My idea of the actual average mom is someone like me:

…she has a pretty full day, whether that day is spent at home, at a business, or somewhere in-between.

…she has those days where she looks really adorable or hot, and she has other days where you wonder if she needs to do laundry and learn about that thing called “a comb”.

…she cooks as healthy as she can based on what she can afford–both in time and money–and she makes choices all the time about whether she can “afford” to cook more than one meal or if the kids will just have to deal with whatever’s put on the table. (This also assumes that she’s the one doing the cooking, which may not be the case.)

…she wants to be healthy, for whatever definition that is in her mind, and she could always do more–but she’s trying. And some days, she just deserves credit for even thinking about trying, because even that can be hard.

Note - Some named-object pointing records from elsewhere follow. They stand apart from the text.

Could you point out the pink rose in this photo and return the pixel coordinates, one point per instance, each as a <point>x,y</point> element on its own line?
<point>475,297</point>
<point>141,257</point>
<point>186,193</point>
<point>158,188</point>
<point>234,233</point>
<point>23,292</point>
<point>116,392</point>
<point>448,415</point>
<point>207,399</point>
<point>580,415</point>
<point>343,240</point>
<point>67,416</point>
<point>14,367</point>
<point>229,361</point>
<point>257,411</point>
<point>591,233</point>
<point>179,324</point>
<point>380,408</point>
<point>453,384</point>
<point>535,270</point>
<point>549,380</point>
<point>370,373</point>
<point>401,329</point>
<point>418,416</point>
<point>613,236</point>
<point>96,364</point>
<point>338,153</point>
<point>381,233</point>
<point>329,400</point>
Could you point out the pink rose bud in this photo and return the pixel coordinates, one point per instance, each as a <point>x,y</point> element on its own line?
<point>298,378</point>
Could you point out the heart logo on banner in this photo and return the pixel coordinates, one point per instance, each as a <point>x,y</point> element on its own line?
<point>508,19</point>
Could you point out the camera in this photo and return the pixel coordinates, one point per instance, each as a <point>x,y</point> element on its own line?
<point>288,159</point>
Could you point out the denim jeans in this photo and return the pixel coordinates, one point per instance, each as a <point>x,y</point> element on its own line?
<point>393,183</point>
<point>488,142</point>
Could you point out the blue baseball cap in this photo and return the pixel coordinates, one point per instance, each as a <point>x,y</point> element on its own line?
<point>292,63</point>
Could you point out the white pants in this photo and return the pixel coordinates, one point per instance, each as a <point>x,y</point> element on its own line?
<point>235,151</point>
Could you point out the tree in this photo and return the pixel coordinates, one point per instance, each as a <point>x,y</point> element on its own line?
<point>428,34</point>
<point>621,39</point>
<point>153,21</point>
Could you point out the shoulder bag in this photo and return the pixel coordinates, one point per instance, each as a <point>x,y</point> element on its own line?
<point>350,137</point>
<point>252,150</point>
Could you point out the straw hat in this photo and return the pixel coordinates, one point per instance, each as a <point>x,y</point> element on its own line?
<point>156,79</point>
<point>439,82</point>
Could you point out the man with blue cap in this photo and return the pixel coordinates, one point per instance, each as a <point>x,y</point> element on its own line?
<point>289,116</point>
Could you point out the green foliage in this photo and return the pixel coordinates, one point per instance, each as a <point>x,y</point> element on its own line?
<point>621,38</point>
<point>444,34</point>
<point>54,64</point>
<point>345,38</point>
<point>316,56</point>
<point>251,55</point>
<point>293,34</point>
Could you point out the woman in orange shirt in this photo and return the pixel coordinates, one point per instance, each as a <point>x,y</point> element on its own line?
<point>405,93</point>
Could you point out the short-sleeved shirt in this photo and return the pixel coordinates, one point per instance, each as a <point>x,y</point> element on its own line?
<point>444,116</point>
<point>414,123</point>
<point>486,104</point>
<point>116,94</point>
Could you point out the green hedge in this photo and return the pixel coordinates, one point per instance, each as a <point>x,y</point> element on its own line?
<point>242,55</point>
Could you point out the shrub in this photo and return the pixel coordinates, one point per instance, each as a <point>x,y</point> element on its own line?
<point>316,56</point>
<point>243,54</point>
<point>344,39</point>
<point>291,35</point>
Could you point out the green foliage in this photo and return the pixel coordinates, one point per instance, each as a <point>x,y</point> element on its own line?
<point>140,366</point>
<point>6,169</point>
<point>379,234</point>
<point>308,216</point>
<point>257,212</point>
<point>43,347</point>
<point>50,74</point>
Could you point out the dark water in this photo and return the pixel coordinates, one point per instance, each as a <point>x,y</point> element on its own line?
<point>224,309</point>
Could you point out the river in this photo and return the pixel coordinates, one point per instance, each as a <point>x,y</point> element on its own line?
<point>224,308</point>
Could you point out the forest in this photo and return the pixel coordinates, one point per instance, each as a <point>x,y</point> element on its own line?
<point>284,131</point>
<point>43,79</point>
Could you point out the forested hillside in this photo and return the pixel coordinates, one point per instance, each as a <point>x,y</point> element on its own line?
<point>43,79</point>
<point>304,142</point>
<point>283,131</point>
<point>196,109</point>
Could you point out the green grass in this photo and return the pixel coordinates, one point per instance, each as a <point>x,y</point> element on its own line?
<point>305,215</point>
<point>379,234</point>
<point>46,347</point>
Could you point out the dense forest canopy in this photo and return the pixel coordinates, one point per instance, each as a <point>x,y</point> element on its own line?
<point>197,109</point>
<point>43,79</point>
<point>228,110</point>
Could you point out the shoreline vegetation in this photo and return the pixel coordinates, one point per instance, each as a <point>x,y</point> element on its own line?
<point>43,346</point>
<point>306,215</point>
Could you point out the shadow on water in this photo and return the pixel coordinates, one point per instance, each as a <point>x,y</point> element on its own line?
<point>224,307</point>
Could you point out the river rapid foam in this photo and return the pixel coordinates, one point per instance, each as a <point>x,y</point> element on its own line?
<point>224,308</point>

…she maps out her schedule in her head on a daily basis, trying to figure out how to keep all the moving parts of her life from colliding in spectacular fashion.

…she sometimes yells at the kids because they’re not always behaving like those smiling, happy-faced kids that you see in those random posed pictures.

…and–most importantly–she deserves a freaking break every now and again, because perfect doesn’t and shouldn’t exist.

Our kids won’t always be perfect, either, and misbehaving isn’t always a sign of bad parenting. Sometimes it’s just fatigue or hormones or hunger or stress or any one of 1,000 other things that we can’t tell because the Psychic Hotlines just don’t work.

I guess what I’m trying to say is that we all should cut each other some slack–and we need to save a bit of that for ourselves, too. It’s hard to unlearn years of self-suppression, but maybe we each deserve the opportunity to consider ourselves “above average” from time to time.